4. Amazon rainforest, Brazil
Trekking through remote virgin rainforest surrounding the Amazon river head next to Brazil, to see the region’s remarkable wildlife. The Amazon has long been the epitome of trekking into vast, unexplored wilderness and is home to the second longest river in the world, the Amazon stretches 3900 miles from the Andes in Peru to the Atlantic and supports ten percent of the world’s plant and animal life. Animals such as piranha and three-toed sloths can be seen, as well as witnessing a rarely seen tribal initiation ritual in which young men must withstand the pain of thousands of biting ants. This is the largest tropical rainforest on earth and nature at its most awe-inspiring. The trouble is where do you start?
3. The Yungas, Bolivia
10,000 feet down a vertiginous mountainous road in Bolivia is Yungas, a narrow band of forest along the eastern slope of the Andes Mountains from Peru, Bolivia, and northern Argentina. The Yungas has been judged the world’s most dangerous road, and nicknamed ‘the road of death’, due to the high number of fatal accidents along the spectacular but potentially lethal road. The danger of the road has made it a popular tourist destination starting drawing some 25,000 thrillseekers, in particular, mountain biking enthusiasts have made it a favourite destination for downhill biking the 64-kilometre (40 mi) stretch of continuous downhill riding with only one short uphill section.

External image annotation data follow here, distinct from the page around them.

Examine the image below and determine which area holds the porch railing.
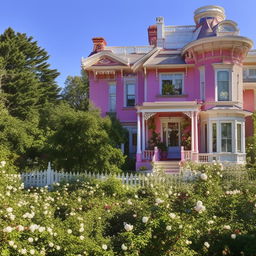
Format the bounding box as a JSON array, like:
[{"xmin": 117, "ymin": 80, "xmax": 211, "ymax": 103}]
[{"xmin": 143, "ymin": 149, "xmax": 154, "ymax": 161}]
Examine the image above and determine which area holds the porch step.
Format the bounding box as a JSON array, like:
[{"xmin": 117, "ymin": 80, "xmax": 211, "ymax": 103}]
[{"xmin": 153, "ymin": 161, "xmax": 180, "ymax": 173}]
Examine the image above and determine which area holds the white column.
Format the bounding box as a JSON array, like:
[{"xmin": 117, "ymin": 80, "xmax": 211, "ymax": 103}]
[
  {"xmin": 195, "ymin": 112, "xmax": 198, "ymax": 153},
  {"xmin": 142, "ymin": 113, "xmax": 145, "ymax": 152},
  {"xmin": 191, "ymin": 112, "xmax": 195, "ymax": 152},
  {"xmin": 137, "ymin": 112, "xmax": 141, "ymax": 154}
]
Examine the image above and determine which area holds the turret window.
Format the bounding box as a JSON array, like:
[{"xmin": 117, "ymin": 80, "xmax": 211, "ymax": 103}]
[{"xmin": 216, "ymin": 69, "xmax": 231, "ymax": 101}]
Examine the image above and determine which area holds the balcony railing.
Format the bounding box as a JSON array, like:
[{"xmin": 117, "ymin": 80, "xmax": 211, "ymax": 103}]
[{"xmin": 105, "ymin": 45, "xmax": 154, "ymax": 55}]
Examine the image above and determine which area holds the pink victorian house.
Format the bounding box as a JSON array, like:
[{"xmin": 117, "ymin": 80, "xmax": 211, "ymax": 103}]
[{"xmin": 82, "ymin": 5, "xmax": 256, "ymax": 171}]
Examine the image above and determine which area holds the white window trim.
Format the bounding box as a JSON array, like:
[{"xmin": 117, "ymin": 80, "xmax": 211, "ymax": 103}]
[
  {"xmin": 243, "ymin": 66, "xmax": 256, "ymax": 79},
  {"xmin": 198, "ymin": 66, "xmax": 206, "ymax": 100},
  {"xmin": 159, "ymin": 72, "xmax": 184, "ymax": 96},
  {"xmin": 217, "ymin": 120, "xmax": 235, "ymax": 154},
  {"xmin": 215, "ymin": 68, "xmax": 232, "ymax": 102},
  {"xmin": 159, "ymin": 117, "xmax": 184, "ymax": 147},
  {"xmin": 123, "ymin": 77, "xmax": 138, "ymax": 108},
  {"xmin": 108, "ymin": 82, "xmax": 117, "ymax": 113}
]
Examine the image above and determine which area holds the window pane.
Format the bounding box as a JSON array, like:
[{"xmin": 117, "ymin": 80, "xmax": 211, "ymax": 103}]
[
  {"xmin": 132, "ymin": 133, "xmax": 137, "ymax": 146},
  {"xmin": 236, "ymin": 124, "xmax": 242, "ymax": 152},
  {"xmin": 221, "ymin": 123, "xmax": 232, "ymax": 152},
  {"xmin": 249, "ymin": 69, "xmax": 256, "ymax": 77},
  {"xmin": 217, "ymin": 71, "xmax": 229, "ymax": 101},
  {"xmin": 161, "ymin": 74, "xmax": 183, "ymax": 95},
  {"xmin": 126, "ymin": 84, "xmax": 135, "ymax": 107},
  {"xmin": 109, "ymin": 84, "xmax": 116, "ymax": 112},
  {"xmin": 212, "ymin": 123, "xmax": 217, "ymax": 152},
  {"xmin": 127, "ymin": 84, "xmax": 135, "ymax": 95}
]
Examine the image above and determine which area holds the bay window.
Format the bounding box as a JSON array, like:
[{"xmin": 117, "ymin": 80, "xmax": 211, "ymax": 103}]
[
  {"xmin": 212, "ymin": 123, "xmax": 217, "ymax": 152},
  {"xmin": 125, "ymin": 81, "xmax": 135, "ymax": 107},
  {"xmin": 221, "ymin": 123, "xmax": 232, "ymax": 152},
  {"xmin": 236, "ymin": 123, "xmax": 242, "ymax": 153},
  {"xmin": 216, "ymin": 69, "xmax": 231, "ymax": 101},
  {"xmin": 108, "ymin": 83, "xmax": 116, "ymax": 112},
  {"xmin": 160, "ymin": 73, "xmax": 184, "ymax": 95}
]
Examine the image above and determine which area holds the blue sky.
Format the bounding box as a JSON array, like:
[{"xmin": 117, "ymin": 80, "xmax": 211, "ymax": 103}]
[{"xmin": 0, "ymin": 0, "xmax": 256, "ymax": 86}]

2. Sierra Nevada mountains in Colombia
The remote Sierra Nevada mountains in Colombia are where we head for Number 2, to the dramatically situated ruins of the so-called Lost City of the Tairona. Dating back to 300AD, this rarely visited ancient city was so overgrown by forest that it was only discovered in 1975. Ciudad Perdida, Spanish for “Lost City” is believed to have been founded about 800 CE, some 650 years earlier than Machu Picchu. This location is also known as Teyuna and Buritaca. Ciudad Perdida was discovered in 1972, when a group of local treasure looters found a series of stone steps rising up the mountainside and followed them to an abandoned city which they named “Green Hell” or “Wide Set”.
1. Angel Falls, Venezuela
And at Number 1 we trek upriver through remote rainforest in Venezuela to the world’s highest waterfall, the dramatically beautiful Angel Falls – our choice of South America’s number 1 adventure. Sixteen times as high as Niagara Falls, three times the height of the Empire State Building, the Angel Falls, located in an isolated jungle provide a spectacular climax to our exploration of the top ten South American adventures.